Lyschko shook his head. “I cared for him myself when he was sick, didn’t I? Just like any of you. No, I don’t despise him for it, and I didn’t even then.”
He was visibly struggling with himself. But then he spoke again. “When you were all ignoring me on Michal’s account, from Candlemas until Easter, I often thought about killing myself. You know, it’s not easy to be treated like you’re nothing for a quarter of a year.”
Krabat was silent, shocked by this admission. At the time, he’d thought Lyschko had gotten off lightly, but now he realized maybe beating him up would have been a less severe punishment.
“But you must know that Merten wasn’t the first to try and get nowhere with that,” continued Lyschko. “Shortly after I started my apprenticeship, Andrusch made an attempt. Andrusch wasn’t always the crude wag everyone knows now … he got to the mill two years before I did and it only sank in after his free milling that he would be stuck here for the rest of his life. When he asked the Master to let him go traveling, it was already too late. He could only have left in the three days after being made a journeyman.”

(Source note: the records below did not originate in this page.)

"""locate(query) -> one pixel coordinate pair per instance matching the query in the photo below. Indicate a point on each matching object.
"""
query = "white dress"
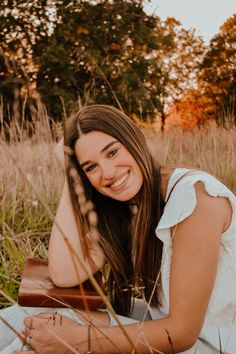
(220, 317)
(220, 320)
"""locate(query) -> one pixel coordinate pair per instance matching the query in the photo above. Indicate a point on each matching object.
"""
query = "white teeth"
(119, 182)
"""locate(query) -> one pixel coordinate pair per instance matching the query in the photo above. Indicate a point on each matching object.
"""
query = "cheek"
(94, 180)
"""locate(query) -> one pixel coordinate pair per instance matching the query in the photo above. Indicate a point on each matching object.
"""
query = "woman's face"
(108, 165)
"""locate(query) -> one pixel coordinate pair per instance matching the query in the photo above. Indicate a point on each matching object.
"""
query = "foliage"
(105, 51)
(218, 71)
(78, 51)
(194, 109)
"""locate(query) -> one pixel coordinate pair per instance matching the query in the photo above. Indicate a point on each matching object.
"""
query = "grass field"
(29, 174)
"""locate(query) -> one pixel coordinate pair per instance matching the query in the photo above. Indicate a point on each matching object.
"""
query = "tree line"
(76, 52)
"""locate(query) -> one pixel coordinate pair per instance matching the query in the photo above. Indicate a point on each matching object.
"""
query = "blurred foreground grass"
(25, 224)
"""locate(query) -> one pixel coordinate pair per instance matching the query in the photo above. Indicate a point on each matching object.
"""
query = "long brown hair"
(131, 249)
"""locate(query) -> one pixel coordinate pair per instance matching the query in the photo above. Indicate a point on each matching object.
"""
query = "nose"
(108, 170)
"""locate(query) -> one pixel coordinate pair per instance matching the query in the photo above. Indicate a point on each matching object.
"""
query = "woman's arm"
(196, 242)
(63, 271)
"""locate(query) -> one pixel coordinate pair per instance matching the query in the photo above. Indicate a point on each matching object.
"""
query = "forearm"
(159, 335)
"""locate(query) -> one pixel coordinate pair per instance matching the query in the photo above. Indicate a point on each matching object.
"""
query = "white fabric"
(220, 321)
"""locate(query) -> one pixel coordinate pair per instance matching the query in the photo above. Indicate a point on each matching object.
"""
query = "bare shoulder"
(166, 172)
(217, 207)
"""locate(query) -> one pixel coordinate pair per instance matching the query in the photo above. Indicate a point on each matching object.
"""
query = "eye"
(112, 153)
(90, 168)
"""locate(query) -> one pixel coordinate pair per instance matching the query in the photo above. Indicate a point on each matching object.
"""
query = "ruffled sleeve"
(182, 198)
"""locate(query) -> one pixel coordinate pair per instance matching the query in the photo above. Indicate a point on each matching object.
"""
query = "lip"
(116, 179)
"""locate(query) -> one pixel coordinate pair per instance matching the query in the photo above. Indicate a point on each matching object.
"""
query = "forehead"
(91, 144)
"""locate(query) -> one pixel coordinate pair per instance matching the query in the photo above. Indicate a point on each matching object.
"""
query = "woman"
(171, 233)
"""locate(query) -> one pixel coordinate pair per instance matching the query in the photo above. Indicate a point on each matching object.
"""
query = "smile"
(120, 181)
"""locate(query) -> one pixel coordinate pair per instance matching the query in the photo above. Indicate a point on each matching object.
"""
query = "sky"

Lyschko threaded his needle anew, before he continued. “Andrusch struggled on for another year. But at the beginning of his third, he tried to run away twice, in a January that was just as cold as this one. Then he went into the water. He had to hack open the ice on the mill pond, first, to do it. The Master himself jumped in and pulled him out from under the ice. Tonda and Hanzo carried him into the servants’ room, undressed him, wrapped him in blankets and laid him down in front of the stove. 'So that he wouldn’t catch his death,' as people put it. For three days, he neither ate nor spoke, and refused to get up, although he could have. As the apprentice, I got the exciting task of emptying his chamber pot. When he left his bed, he was a different person. It’s like he’d become the Master’s court jester, though often there was a challenge or an insult hidden in his jokes. But the Master tolerated him with light mockery. You know the sort: ‘Andrusch doesn’t play with a full deck' – and after a while, he calmed down. Since then, he’s been our resident joker and the one directing things when there’s pranks to play or other craziness going on.”
Lyschko tugged at his jacket, looking for other places that needed to be repaired.
“But I still remember how he cried back then, in the servants’ room, as the Master loomed over him, soaking wet as Andrusch himself was, and said ‘there is no way out of here. Not for you, and not for any of the others. No one gets away from me!’ … after that, I didn’t have it in me to try anymore. Not even three years ago, when you were all treating me like I was contagious.”
.
After that conversation with Lyschko, Krabat paid more attention to Andrusch than before. And now he saw that behind a lot of his jokes and a lot of his transgressions, there was a certain amount of desperation. He thought about how Andrusch was always the loudest of them and the most tireless, at the Easter party, and how passionately he wished for the Master to go to hell. He also remembered many occasions when Andrusch had played tricks in front of the Miller, and even at his expense – like when he made the hole for the mill wheel too small with magic. Supposedly that was to tease Staschko, but all of them, including the Master, had had to hold its weight up, during.